Crescono in misura rilevante i lavoratori nelle attività informatiche, ricerca, studi professionali e servizi alle imprese con 15 mila lavoratori in più rispetto al 2008 (+37,4%); significativo incremento dei lavoratori anche nel settore degli alberghi e ristorazione, con 11 mila unità in più nel decennio (+30,5%). Notevole la crescita nel settore dell’assistenza sanitaria e sociale, con 8 mila lavoratori in più (+54,8%).
In crescita anche i servizi a persone e famiglie, con mille lavoratori in più (+16,5%) e anche nel commercio con oltre mille addetti in più (+2,4%).

Le retribuzioni medie lorde annue percepite nelle Marche sono pari a 19.123 euro e sono significativamente inferiori sia al valore medio delle regioni del Centro che a quello medio nazionale. I lavoratori con un lavoro a tempo parziale percepiscono mediamente retribuzioni di 10.647 euro lordi annui, mentre quelli che hanno un contratto di lavoro a tempo determinato percepiscono mediamente 9.451 euro lordi annui. Le retribuzioni medie lorde dei lavoratori somministrati sono di 8.287 euro, mentre quelle dei lavoratori intermittenti sono di 1.765 euro lordi annui.

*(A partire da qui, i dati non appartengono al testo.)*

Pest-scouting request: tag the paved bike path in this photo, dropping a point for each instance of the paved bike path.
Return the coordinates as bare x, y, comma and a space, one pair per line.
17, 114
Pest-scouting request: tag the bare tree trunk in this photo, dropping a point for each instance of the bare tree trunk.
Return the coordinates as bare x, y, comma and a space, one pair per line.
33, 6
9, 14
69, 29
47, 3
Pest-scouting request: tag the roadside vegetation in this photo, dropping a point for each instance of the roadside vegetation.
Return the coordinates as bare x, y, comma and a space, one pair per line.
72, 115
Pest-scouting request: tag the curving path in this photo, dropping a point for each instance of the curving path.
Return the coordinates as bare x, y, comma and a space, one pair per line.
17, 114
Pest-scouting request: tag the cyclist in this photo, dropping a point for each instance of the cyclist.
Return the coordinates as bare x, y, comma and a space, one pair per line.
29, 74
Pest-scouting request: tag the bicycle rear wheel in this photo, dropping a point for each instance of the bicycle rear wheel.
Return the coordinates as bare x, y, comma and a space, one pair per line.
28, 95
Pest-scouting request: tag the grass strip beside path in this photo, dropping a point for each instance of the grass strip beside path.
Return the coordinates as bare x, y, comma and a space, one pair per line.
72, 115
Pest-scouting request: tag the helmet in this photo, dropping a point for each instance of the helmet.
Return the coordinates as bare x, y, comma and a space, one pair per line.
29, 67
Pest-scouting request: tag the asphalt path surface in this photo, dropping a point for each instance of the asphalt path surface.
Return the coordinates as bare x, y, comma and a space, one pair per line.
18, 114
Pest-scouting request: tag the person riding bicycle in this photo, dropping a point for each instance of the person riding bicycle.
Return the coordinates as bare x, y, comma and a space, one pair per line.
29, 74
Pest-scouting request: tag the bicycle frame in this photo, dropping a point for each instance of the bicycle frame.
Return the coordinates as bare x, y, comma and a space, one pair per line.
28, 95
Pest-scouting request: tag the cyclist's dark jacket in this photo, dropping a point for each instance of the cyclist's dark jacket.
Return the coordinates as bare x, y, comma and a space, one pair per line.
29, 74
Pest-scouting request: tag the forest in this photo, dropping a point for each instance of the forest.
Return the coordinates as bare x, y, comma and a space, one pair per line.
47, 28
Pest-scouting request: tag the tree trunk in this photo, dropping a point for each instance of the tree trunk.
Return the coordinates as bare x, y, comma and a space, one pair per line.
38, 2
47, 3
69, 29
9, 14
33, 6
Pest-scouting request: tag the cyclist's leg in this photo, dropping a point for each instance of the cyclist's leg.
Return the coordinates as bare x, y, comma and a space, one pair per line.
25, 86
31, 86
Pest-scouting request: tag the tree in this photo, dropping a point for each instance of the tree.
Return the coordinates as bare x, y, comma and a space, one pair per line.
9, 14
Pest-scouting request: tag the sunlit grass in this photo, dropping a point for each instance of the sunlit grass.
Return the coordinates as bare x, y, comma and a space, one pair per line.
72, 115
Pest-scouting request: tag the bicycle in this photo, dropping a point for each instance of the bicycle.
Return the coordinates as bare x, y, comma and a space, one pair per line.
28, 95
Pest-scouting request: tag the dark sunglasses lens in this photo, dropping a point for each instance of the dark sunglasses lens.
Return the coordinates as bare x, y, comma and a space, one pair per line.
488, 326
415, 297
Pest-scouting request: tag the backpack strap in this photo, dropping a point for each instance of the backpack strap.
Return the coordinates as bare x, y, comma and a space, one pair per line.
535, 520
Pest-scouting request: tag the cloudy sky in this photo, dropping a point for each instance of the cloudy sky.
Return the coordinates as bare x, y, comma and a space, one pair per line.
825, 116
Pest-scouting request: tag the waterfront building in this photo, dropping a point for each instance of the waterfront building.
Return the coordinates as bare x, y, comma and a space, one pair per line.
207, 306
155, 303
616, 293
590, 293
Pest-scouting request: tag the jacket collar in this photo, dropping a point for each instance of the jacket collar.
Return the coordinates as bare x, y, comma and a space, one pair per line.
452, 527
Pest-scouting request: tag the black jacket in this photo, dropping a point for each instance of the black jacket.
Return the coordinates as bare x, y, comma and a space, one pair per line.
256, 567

I lavoratori con contratto a tempo pieno e indeterminato ricevono una retribuzione lorda annua di 27.481 euro. Notevoli le differenze per qualifiche professionali: le retribuzioni degli operai sono di 15.761 euro lordi annui e quelle degli impiegati sono di 23.829 euro; le retribuzioni dei quadri arrivano a 60.392 euro lordi mentre quelle dei dirigenti sono mediamente di 121.493 euro. Gli apprendisti percepiscono 12.214 euro annui medi. La retribuzione dei dirigenti è pari a 7,7 volte quella degli operai e 5,1 volte quella degli impiegati. Suddividendo i lavoratori dipendenti per classi di retribuzione lorda annua, emerge che 175 mila lavoratori (pari al 40,7% del totale) percepiscono retribuzioni inferiori a 15.000 euro, di cui 122 mila ne percepiscono addirittura meno di 10.000 euro (28,3%): dunque un lavoratore su quattro ha una retribuzione e al di sotto della sotto della soglia di povertà. Se si osservano i livelli retributivi nelle varie regioni italiane, emerge che le regioni con le retribuzioni più alte sono la Lombardia, il Piemonte e l’Emilia Romagna. Le Marche si collocano all’11° posto, ultima delle regioni del centro. Calabria, Sicilia e Campania sono le Regioni con le retribuzioni più basse.